Evolution of cis-regulatory motifs across 589 grass species. Preprint here: https://www.biorxiv.org/content/10.1101/2025.04.23.650228v2 Questions? Contact Charlie Hale (chale295 AT gmail DOT com)
This repo contains code to reproduce all analyses in the manuscript. Here's what each subdirectory contains:
00_prepExternalData: Downloads publicly available data from JASPAR (motif PWMs) and NCBI SRA (raw reads used for Megahit genome assemblies).
01_shortReadAssembly: Assembles genomes from short reads with Megahit. Pipeline is adapted from Schulz et al 2023: https://doi.org/10.1101/2023.09.19.558246
02_orthgroup: Reconstructs ancestral protein sequences using a representative set of high-quality assemblies spanning diverse grasses, then queries against all 589 assemblies to identify orthologous regions.
03_phyloTreeConstruction: Constructs species tree and phylogenetic kinship matrix.
04_motifScanning: Scans orthologous upstream sequences for JASPAR PWMs, the collapses similar motifs into single intervals and counts occurrences per 500bp upstream region. Note: the current iteration uses only the UMR-enriched motifs from 05, so 05 should actually be run first.
05_motifEnrichment: Calculates motif enrichment within unmethylated regions and accessible chromatin regions relative to shuffled background sequence.

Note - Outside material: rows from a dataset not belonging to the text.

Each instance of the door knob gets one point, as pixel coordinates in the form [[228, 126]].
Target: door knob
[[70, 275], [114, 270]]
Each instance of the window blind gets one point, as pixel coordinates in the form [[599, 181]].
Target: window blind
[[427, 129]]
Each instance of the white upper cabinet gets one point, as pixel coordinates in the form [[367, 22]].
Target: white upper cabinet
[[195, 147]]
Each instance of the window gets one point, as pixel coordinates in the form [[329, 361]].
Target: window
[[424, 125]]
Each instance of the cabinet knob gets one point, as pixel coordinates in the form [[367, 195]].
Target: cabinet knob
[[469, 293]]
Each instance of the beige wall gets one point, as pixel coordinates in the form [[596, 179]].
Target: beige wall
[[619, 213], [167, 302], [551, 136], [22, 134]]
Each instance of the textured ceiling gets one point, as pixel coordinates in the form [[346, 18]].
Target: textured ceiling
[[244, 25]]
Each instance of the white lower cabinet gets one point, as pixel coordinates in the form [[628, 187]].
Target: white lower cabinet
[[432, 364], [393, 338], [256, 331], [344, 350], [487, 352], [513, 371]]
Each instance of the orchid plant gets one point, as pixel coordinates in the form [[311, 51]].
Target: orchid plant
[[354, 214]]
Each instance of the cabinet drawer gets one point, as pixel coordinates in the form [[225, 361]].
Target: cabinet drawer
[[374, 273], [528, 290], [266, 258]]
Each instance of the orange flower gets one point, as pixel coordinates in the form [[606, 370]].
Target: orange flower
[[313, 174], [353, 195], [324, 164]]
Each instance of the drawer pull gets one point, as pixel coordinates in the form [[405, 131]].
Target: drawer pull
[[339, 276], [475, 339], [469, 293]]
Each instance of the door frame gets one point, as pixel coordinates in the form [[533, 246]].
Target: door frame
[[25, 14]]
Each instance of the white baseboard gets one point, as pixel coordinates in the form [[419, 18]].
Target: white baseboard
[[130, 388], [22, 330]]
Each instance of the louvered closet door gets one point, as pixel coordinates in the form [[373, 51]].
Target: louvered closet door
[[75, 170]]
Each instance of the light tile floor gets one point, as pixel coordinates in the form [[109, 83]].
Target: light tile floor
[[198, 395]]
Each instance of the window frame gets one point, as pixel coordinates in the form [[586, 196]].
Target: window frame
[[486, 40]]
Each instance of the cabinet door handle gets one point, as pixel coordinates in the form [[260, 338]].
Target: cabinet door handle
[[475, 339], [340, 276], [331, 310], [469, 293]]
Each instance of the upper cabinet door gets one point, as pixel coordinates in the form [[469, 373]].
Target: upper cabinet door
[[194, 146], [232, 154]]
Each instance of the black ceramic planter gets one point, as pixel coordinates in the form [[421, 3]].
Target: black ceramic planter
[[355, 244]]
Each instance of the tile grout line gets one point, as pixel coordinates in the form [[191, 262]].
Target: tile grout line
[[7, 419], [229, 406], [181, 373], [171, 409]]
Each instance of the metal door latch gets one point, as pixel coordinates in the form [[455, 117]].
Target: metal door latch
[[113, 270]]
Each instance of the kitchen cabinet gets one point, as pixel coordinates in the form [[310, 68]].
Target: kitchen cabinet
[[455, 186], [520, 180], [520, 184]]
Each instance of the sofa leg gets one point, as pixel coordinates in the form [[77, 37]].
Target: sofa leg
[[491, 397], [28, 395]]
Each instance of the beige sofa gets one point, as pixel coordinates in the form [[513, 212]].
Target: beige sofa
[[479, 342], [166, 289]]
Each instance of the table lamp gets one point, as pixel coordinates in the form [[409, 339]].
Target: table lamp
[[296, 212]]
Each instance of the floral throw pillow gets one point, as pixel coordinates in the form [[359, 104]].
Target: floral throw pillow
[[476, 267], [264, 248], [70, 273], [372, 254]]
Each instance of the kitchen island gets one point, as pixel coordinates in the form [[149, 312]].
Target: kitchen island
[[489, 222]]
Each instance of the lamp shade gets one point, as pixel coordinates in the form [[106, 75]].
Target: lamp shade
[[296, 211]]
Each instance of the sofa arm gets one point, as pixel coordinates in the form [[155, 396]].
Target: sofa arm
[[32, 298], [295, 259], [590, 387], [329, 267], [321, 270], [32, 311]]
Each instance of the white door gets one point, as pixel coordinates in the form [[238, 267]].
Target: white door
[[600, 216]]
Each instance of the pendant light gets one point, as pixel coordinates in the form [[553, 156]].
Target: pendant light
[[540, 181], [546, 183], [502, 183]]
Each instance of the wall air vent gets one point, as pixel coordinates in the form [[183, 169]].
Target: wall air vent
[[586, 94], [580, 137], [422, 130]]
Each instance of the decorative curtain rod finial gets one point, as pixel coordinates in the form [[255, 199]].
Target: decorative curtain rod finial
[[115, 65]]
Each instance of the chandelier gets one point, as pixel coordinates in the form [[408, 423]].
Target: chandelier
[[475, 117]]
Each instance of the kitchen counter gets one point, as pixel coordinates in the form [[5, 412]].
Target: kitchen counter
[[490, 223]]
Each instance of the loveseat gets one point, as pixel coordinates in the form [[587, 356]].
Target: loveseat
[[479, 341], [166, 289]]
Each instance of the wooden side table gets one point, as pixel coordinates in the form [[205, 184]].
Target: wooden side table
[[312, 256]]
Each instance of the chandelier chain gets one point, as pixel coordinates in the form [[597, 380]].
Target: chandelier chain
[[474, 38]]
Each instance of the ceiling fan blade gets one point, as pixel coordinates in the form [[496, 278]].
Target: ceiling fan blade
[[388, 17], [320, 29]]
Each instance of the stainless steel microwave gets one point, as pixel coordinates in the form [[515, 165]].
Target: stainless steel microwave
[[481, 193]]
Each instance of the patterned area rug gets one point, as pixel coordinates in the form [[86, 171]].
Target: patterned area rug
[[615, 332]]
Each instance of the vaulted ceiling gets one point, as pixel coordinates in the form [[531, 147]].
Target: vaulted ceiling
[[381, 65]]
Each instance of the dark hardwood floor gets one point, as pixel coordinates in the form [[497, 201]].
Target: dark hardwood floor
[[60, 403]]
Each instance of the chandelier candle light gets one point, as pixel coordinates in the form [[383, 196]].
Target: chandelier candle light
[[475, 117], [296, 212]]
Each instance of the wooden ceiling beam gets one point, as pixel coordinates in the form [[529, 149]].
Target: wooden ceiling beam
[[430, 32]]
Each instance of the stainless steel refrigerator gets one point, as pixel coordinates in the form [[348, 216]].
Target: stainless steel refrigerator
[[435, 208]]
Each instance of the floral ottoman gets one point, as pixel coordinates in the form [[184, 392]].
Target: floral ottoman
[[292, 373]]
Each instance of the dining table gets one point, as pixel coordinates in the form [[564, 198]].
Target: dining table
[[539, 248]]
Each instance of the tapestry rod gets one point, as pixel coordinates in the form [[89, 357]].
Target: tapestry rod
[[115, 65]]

06_featureOverlap: Calculates proportion of maize motifs overlapping known regulatory features (CNS, MOA-seq, scATAC-seq, ChIP-seq).
07_motifTurnover: Quantifies conservation of motif instances across species and runs GO enrichments.
08_envirotyping: Pulls occurrence data and associated environmental data and constructs environmental features.
09_associationModeling: Runs motif-environment association models across species, calculate GO enrichments for top orthogroups, then plots top candidates.